The story is told in snippets of recorded dialogue, interviews, and journal entries, which gives the reader an intimate understanding of the characters while still allowing for a big-picture world view.
From the very beginning, the scope ramps up and the intensity never wanes. There are giant metal body parts and wayward scientists, secret investors and worldwide mayhem, but there are also heroes and families and a whole lot of heart. It’s the perfect package.

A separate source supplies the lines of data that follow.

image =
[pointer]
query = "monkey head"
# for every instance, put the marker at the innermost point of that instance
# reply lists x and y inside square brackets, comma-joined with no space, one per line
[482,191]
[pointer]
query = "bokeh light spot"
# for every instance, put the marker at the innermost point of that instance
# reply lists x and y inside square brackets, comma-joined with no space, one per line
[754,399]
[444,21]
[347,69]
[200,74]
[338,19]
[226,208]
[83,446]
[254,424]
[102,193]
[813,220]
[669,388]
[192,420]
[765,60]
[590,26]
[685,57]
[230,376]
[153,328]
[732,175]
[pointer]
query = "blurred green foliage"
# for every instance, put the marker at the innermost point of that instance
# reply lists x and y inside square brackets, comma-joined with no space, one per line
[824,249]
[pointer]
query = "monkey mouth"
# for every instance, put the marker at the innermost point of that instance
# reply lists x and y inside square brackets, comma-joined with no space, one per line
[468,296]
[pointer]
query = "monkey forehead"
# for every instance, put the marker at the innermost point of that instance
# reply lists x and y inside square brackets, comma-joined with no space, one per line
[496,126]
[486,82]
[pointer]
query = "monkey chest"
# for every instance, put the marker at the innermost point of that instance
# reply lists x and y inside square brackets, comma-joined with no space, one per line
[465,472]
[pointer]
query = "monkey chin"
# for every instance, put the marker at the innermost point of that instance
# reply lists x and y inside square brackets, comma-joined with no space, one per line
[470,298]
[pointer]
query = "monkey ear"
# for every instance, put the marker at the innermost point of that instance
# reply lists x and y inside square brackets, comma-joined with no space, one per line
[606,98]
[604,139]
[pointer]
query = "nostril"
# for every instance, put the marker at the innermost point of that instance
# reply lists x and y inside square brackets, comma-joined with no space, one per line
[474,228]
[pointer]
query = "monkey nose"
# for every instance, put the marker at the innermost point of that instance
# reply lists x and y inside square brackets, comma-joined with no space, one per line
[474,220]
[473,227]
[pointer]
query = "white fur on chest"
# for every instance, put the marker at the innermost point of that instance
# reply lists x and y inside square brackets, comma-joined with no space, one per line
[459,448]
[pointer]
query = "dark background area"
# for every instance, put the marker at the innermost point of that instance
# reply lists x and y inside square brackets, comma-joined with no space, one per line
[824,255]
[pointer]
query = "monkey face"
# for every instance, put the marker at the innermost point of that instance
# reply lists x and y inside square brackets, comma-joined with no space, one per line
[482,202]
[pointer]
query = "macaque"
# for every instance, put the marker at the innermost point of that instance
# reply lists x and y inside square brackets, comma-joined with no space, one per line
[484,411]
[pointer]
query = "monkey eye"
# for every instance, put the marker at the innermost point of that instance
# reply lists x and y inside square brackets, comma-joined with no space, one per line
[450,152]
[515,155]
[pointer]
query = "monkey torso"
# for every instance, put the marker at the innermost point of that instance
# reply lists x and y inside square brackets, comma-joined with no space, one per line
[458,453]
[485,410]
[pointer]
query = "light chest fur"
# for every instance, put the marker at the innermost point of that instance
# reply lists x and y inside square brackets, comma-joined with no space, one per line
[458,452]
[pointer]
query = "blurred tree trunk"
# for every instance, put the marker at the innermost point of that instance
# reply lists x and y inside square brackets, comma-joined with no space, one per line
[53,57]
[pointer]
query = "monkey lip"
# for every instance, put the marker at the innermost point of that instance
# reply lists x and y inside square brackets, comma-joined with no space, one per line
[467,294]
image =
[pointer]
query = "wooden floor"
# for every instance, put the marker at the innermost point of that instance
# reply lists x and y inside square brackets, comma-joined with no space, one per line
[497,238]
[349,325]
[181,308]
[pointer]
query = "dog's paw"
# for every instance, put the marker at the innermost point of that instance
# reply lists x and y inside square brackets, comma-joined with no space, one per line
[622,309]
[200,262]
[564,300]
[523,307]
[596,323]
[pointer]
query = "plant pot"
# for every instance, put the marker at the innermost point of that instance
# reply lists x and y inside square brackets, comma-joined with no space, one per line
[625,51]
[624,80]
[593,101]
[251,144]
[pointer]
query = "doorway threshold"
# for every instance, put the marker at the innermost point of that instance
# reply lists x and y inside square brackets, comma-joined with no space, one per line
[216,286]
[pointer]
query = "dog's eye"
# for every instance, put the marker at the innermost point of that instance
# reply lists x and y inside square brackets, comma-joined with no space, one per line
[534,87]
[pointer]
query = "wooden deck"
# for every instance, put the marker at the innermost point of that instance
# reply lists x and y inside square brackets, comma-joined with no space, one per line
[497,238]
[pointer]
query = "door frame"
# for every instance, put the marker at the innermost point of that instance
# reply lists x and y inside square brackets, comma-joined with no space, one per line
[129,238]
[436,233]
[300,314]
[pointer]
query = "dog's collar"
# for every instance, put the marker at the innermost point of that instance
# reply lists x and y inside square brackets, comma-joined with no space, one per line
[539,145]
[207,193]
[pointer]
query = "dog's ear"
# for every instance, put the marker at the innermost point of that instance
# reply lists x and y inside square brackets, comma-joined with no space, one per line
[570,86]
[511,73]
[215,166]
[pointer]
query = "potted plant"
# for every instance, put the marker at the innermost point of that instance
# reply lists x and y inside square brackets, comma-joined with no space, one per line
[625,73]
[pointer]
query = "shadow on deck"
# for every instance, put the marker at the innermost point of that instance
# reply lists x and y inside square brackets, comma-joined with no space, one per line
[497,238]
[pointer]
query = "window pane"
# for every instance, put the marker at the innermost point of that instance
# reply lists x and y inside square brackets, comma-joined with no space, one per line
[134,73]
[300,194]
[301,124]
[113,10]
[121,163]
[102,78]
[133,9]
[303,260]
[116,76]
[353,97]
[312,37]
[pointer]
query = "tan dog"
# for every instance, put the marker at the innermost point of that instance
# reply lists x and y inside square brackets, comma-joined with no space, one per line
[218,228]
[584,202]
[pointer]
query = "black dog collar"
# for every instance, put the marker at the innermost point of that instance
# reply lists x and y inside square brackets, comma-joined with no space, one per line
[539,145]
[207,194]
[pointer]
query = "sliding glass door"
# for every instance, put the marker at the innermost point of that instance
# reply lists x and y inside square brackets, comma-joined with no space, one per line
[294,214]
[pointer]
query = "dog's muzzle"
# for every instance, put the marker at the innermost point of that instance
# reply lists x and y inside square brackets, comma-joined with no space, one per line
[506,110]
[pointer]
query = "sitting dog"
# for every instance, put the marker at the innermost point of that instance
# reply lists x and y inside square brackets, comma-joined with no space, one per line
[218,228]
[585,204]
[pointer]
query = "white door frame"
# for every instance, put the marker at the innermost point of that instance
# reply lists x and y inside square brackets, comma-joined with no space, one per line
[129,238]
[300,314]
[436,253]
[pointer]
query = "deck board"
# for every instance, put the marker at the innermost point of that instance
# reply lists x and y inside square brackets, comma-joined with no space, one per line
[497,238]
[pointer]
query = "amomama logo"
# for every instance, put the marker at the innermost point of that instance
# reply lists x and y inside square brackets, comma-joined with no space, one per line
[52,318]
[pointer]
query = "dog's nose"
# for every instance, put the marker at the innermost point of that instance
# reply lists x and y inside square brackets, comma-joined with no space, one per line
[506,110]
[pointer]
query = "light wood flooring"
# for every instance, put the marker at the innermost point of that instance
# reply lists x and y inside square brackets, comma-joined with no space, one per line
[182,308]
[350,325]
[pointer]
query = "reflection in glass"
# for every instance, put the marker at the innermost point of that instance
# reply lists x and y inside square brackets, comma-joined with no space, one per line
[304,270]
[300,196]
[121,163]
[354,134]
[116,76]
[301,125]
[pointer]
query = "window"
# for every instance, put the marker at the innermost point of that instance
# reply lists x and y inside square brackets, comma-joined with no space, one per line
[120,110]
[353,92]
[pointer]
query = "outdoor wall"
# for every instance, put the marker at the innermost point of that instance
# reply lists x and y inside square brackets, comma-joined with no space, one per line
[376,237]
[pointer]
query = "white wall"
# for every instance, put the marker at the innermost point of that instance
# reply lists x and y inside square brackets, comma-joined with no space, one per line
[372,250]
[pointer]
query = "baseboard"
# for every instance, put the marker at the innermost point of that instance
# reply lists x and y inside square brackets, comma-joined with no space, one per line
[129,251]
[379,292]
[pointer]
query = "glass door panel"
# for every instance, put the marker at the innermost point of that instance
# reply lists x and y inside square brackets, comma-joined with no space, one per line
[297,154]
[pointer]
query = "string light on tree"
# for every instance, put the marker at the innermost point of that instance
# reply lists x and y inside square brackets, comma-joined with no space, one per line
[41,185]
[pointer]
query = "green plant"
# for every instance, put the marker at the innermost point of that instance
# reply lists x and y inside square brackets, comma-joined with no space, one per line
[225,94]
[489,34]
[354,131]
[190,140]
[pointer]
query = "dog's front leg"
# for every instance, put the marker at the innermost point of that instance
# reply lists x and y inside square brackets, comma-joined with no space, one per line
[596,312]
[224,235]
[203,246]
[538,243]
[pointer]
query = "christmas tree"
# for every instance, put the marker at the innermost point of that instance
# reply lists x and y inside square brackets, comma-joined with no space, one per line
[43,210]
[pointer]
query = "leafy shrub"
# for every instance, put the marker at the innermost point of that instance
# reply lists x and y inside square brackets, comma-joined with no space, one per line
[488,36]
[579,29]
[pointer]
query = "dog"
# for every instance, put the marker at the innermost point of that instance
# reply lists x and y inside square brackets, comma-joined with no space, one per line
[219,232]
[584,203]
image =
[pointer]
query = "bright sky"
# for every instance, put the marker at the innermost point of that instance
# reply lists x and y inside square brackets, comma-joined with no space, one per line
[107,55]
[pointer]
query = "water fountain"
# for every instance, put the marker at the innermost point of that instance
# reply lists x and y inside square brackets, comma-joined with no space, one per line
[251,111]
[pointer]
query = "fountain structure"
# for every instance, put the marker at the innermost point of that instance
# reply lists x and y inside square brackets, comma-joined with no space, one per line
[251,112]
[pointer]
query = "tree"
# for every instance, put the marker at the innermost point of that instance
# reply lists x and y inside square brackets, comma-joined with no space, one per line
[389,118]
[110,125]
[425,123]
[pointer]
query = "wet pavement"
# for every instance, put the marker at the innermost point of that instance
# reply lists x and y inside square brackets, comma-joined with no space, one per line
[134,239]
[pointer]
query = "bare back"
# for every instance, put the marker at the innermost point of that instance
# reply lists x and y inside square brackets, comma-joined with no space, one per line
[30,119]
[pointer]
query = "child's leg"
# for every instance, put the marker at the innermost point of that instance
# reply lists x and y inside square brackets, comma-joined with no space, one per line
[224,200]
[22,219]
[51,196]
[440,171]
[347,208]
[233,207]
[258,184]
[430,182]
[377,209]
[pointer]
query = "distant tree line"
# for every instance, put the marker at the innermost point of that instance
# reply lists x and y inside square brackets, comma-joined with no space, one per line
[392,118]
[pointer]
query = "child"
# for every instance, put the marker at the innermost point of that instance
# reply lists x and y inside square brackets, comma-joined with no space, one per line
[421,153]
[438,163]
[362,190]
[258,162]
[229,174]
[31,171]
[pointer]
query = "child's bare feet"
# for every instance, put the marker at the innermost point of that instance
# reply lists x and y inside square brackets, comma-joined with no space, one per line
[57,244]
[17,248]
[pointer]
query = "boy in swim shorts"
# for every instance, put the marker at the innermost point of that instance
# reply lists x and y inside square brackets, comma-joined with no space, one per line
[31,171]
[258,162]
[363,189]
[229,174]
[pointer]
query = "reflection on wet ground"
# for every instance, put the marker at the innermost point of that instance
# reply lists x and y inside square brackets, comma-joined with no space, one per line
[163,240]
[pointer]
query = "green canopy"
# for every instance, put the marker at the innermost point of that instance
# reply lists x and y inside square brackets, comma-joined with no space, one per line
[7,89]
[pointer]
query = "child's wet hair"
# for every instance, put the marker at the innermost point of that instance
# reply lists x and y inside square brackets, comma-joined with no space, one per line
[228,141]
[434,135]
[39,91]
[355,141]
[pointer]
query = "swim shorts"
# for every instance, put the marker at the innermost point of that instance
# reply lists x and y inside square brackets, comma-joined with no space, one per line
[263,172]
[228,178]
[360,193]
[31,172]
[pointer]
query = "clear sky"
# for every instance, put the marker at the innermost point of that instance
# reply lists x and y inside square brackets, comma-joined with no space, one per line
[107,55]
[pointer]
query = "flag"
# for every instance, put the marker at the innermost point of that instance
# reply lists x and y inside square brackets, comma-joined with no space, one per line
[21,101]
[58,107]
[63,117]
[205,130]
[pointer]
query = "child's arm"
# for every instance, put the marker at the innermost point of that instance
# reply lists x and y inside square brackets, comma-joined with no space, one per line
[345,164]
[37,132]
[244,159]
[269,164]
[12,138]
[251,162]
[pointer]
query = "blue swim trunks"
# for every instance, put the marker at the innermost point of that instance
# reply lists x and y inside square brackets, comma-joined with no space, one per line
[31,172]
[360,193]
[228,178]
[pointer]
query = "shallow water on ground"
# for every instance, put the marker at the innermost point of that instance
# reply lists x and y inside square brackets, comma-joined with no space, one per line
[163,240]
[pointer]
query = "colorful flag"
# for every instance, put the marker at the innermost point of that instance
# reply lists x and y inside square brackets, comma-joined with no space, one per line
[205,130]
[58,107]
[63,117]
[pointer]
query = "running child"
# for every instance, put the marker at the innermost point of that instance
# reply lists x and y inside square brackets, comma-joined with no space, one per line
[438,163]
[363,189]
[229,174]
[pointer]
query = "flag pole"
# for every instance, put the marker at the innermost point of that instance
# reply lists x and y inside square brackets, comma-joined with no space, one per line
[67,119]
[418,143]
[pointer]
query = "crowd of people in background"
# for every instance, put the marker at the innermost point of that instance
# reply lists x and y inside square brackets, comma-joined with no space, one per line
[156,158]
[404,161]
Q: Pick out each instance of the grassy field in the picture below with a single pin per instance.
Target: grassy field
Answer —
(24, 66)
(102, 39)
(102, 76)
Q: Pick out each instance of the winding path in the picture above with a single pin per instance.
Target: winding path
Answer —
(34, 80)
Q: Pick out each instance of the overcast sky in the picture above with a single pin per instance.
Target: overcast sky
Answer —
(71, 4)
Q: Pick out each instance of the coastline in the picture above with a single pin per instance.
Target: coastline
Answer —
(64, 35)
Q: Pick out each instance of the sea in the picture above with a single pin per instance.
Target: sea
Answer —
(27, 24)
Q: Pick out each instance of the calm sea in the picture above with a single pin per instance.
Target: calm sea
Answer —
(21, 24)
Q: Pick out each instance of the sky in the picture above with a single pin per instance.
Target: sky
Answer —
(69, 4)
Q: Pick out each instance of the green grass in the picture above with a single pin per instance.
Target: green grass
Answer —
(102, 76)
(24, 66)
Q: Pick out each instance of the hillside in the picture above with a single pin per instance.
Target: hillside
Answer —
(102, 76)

I haven’t been this excited about a series in a while, and it only gets better with the second book. The third book in the trilogy (Only Human) comes out on May 1st of this year. You can bet I’ll be first in line to get my hands on it.
[About: wayward scientists, secret investors, worldwide mayhem]
That wraps up Part 2 of my favorite books I read last year. Plenty more recommendations to come, including my most anticipated reads of 2018!